Below is the script I am working with. For practice, I've created two sets of dataframes, one set of df1,df2,and df3, and another set of dv1,dv2, and dv3. I then created two sets of lists, test and test2, which then combined as zip_list. Now, I am trying to create a loop function that will do the following. 1. Set index and create keys = 2022 and 2021. 2. Swap level so the columns are next to each other. The loop function works but gets only applied to only the first dataframe. Without calling each dataframe one by one, how can I apply it to the whole dataframes that are found in the zipped_list?
import pandas as pd
#Creating a set of dataframes
data = {'product_name': ['laptop', 'printer', 'tablet', 'desk', 'chair'],'item_name': ['hp', 'logitech', 'samsung', 'lg', 'lenovo'],
'price': [1200, 150, 300, 450, 200]}
df1 = pd.DataFrame(data)
data2 = {'product_name': ['laptop', 'printer', 'tablet', 'desk', 'chair'],'item_name': ['hp', 'mac', 'fujitsu', 'lg', 'asus'],
'price': [2200, 200, 300, 450, 200]}
df2 = pd.DataFrame(data2)
data3 = {'product_name': ['laptop', 'printer', 'tablet', 'desk', 'chair'],'item_name': ['microsoft', 'logitech', 'samsung', 'lg', 'asus'],
'price': [1500, 100, 200, 350, 400]}
df3 = pd.DataFrame(data3)
#Creating another set of dataframes
data = {'product_name': ['laptop', 'printer', 'tablet', 'desk', 'chair'],'item_name': ['hp', 'logitech', 'samsung', 'lg', 'lenovo'],
'price': [10, 20, 30, 40, 50]}
dv1 = pd.DataFrame(data)
data2 = {'product_name': ['laptop', 'printer', 'tablet', 'desk', 'chair'],'item_name': ['hp', 'mac', 'fujitsu', 'lg', 'asus'],
'price': [10, 20, 30, 50, 50]}
dv2 = pd.DataFrame(data2)
data3 = {'product_name': ['laptop', 'printer', 'tablet', 'desk', 'chair'],'item_name': ['microsoft', 'logitech', 'samsung', 'lg', 'asus'],
'price': [1, 2, 3, 4, 5]}
dv3 = pd.DataFrame(data3)
#creating a list for dataframe
test=[df1,df2,df3]
test2=[dv1,dv2,dv3]
#combining two lists
zipped = zip(test, test2)
zipped_list = list(zipped)
#Looping through the zipped_list
for x,y in zipped_list:
z=pd.concat([zipped_list[0][0].set_index(['product_name','item_name']), zipped_list[0][1].set_index(['product_name','item_name'])],
axis='columns', keys=['2022', '2021'])
z=z.swaplevel(axis='columns')[zipped_list[0][0].columns[2:]]
print(z)
In addition to this dataframe, there should be two more.

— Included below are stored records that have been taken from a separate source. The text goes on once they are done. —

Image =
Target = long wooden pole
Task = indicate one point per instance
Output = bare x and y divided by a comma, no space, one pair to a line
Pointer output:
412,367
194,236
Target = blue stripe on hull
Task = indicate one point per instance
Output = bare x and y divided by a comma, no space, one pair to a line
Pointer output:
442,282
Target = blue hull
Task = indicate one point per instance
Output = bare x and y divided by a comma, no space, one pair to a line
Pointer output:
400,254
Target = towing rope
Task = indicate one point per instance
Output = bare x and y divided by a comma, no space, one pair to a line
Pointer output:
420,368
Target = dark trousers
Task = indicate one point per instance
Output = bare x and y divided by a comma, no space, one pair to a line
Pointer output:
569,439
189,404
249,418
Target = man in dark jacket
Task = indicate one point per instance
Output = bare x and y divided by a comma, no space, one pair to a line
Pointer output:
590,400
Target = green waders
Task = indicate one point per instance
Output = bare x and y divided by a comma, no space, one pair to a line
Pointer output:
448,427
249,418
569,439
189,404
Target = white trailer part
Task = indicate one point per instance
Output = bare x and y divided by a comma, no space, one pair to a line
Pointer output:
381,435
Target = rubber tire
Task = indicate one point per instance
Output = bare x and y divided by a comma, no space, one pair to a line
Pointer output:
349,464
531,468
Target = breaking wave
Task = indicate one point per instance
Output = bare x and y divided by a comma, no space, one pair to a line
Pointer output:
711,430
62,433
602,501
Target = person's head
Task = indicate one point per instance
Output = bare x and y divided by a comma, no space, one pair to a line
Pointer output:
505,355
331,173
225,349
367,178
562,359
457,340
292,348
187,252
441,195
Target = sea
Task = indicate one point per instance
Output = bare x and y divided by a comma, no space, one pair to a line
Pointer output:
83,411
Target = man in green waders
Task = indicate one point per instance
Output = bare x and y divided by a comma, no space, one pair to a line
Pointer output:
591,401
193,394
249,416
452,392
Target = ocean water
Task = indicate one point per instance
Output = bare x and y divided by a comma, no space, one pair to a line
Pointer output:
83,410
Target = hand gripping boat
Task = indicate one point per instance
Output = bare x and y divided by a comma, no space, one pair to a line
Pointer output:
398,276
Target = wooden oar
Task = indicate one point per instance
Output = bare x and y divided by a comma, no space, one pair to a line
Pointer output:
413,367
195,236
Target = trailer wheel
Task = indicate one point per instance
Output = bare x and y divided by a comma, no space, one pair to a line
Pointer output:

CodePudding user response:
To apply the loop to all the dataframes in zipped_list, you can use enumerate to get the index of each dataframe in the list and access it accordingly within the loop. Here's an example:
#Looping through the zipped_list
for i, (x, y) in enumerate(zipped_list):
z = pd.concat([zipped_list[i][0].set_index(['product_name','item_name']), zipped_list[i][1].set_index(['product_name','item_name'])],
axis='columns', keys=['2022', '2021'])
z = z.swaplevel(axis='columns')[zipped_list[i][0].columns[2:]]
print(z)
This should apply the operations to all dataframes in zipped_list. Note that you need to add the i variable to access the correct dataframe in zipped_list. Also, you need to print z for each iteration of the loop to see the result for each dataframe.